How Are Sanitary Valves Corroded?

Corrosion is one of the main factors leading to the failure of sanitary valves. The chemical emphasis of corrosion on the basic corrosion reaction M0M + electrons, where M0 is metal and m is a positive ion of the metal as long as the metal (M0) retains the electron, it remains metal or it will corrode. The corrosion of sanitary valves can be roughly divided into the following six forms.

1. Galvanic corrosion

When two different metals are in contact and exposed to corrosive liquids and electrolytes, galvanic current causes the anode to corrode and increase the current. Corrosion usually occurs near local contact points, and corrosion reduction can be achieved by electroplating heterogeneous metals.

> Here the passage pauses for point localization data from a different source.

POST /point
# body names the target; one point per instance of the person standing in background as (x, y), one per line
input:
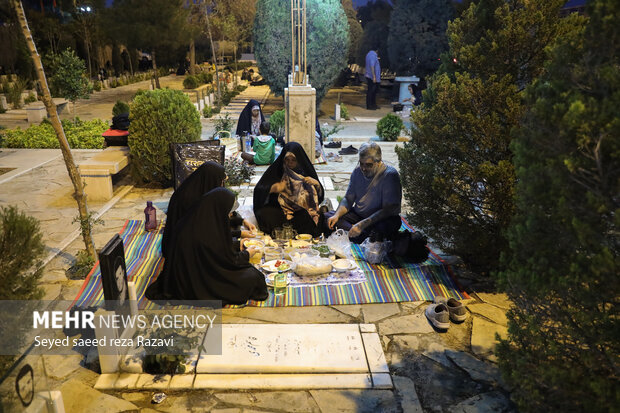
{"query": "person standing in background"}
(373, 78)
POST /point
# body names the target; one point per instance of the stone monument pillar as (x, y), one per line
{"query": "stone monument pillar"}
(300, 96)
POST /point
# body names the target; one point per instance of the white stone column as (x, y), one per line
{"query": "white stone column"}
(301, 116)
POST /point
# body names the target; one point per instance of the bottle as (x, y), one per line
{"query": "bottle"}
(279, 283)
(248, 143)
(150, 217)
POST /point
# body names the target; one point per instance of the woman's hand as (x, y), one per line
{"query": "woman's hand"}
(355, 231)
(249, 226)
(311, 181)
(278, 187)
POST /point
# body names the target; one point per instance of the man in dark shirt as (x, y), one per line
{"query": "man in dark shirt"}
(373, 199)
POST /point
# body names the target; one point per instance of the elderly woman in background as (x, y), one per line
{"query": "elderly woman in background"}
(250, 119)
(290, 192)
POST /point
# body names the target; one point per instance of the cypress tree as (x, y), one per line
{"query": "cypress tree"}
(457, 170)
(327, 43)
(418, 35)
(562, 270)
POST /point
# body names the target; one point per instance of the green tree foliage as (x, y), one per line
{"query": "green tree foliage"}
(159, 118)
(457, 171)
(327, 40)
(355, 30)
(159, 27)
(389, 127)
(562, 271)
(120, 107)
(117, 60)
(69, 76)
(418, 35)
(22, 248)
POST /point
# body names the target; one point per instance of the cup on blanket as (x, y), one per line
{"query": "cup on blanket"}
(272, 253)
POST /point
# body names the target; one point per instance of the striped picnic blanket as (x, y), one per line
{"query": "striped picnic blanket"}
(394, 281)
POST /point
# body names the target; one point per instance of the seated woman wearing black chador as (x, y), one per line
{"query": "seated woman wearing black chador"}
(290, 192)
(202, 263)
(250, 119)
(206, 177)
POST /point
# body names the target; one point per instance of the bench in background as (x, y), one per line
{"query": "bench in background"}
(97, 172)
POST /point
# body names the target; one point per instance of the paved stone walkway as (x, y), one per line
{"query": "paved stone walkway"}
(453, 371)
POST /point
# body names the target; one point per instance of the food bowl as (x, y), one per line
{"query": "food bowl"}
(342, 265)
(272, 253)
(277, 266)
(292, 253)
(312, 266)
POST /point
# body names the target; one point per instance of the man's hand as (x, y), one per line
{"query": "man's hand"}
(332, 221)
(355, 231)
(311, 181)
(251, 227)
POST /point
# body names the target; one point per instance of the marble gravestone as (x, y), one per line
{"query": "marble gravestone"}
(282, 348)
(294, 356)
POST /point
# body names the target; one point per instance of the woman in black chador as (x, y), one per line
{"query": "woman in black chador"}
(202, 263)
(206, 177)
(250, 119)
(290, 191)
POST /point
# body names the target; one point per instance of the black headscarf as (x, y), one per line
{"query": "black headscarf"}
(202, 263)
(207, 176)
(275, 171)
(244, 125)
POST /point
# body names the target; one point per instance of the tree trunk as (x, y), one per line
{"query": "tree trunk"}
(130, 64)
(78, 186)
(236, 64)
(155, 74)
(217, 73)
(88, 46)
(192, 57)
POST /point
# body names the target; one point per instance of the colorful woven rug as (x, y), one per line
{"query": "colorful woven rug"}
(394, 281)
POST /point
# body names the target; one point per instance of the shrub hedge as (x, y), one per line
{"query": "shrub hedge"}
(389, 127)
(159, 118)
(80, 134)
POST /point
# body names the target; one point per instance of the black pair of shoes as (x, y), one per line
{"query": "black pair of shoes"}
(333, 144)
(349, 150)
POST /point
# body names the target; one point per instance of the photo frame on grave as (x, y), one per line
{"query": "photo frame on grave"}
(114, 276)
(187, 157)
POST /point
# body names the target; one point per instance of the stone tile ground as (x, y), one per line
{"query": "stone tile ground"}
(451, 371)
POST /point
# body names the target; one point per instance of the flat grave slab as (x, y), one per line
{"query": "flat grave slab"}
(278, 356)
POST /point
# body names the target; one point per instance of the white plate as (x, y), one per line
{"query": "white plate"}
(342, 261)
(297, 243)
(269, 279)
(271, 265)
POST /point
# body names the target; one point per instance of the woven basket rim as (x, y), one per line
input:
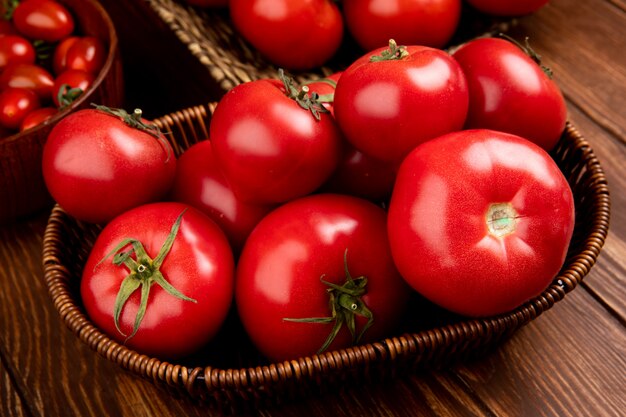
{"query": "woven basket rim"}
(405, 345)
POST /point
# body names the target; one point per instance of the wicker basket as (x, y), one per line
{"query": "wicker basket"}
(230, 373)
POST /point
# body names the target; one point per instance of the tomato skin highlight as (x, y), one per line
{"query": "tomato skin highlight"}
(200, 265)
(438, 228)
(295, 246)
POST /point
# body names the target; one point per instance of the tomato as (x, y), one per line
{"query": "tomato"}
(508, 7)
(269, 148)
(29, 76)
(15, 49)
(296, 35)
(37, 117)
(201, 184)
(88, 54)
(46, 20)
(292, 255)
(480, 221)
(510, 92)
(198, 266)
(409, 22)
(69, 85)
(15, 104)
(96, 165)
(392, 99)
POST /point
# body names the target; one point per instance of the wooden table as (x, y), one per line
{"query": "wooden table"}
(571, 361)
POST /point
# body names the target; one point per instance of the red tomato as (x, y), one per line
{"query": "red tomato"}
(15, 49)
(15, 104)
(201, 184)
(508, 7)
(290, 257)
(96, 165)
(409, 22)
(88, 54)
(480, 221)
(37, 117)
(510, 92)
(387, 107)
(69, 85)
(199, 266)
(46, 20)
(296, 35)
(269, 148)
(29, 76)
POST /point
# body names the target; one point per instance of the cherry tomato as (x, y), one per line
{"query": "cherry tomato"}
(69, 85)
(46, 20)
(37, 117)
(508, 7)
(201, 184)
(15, 49)
(480, 221)
(15, 104)
(96, 165)
(88, 54)
(269, 148)
(292, 255)
(409, 22)
(392, 99)
(198, 265)
(295, 35)
(30, 76)
(510, 92)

2. High-temperature corrosion

To predict the effects of high-temperature oxidation, metal compositions, atmosphere composition, and temperature and exposure time need to be examined. It is well known that most light metals form an unprotective oxide layer that becomes thicker over time and falls off, and there are other forms of high-temperature corrosion including vulcanization, carburization, and so on.

3. Crevice corrosion

As the gap obstructs the diffusion of oxygen, resulting in high and low oxygen areas, differences in solution concentration are formed. Especially, narrow gaps may appear in the defects of connecting parts or welding joints, and the gap width (generally 0.025~0.1mm) is enough to allow the electrolyte solution to enter so that the inner metal and the outer metal from a short circuit galvanic battery and strong local corrosion occurs in the seam.

4. Corrosive pitting

When the protective film is damaged or the corrosion product layer is decomposed, local corrosion or pitting occurs. The rupture of a membrane into an anode and the unruptured film or corrosion product as a cathode has actually established a closed circuit, and some stainless steels are susceptible to pitting in the presence of chlorine ions.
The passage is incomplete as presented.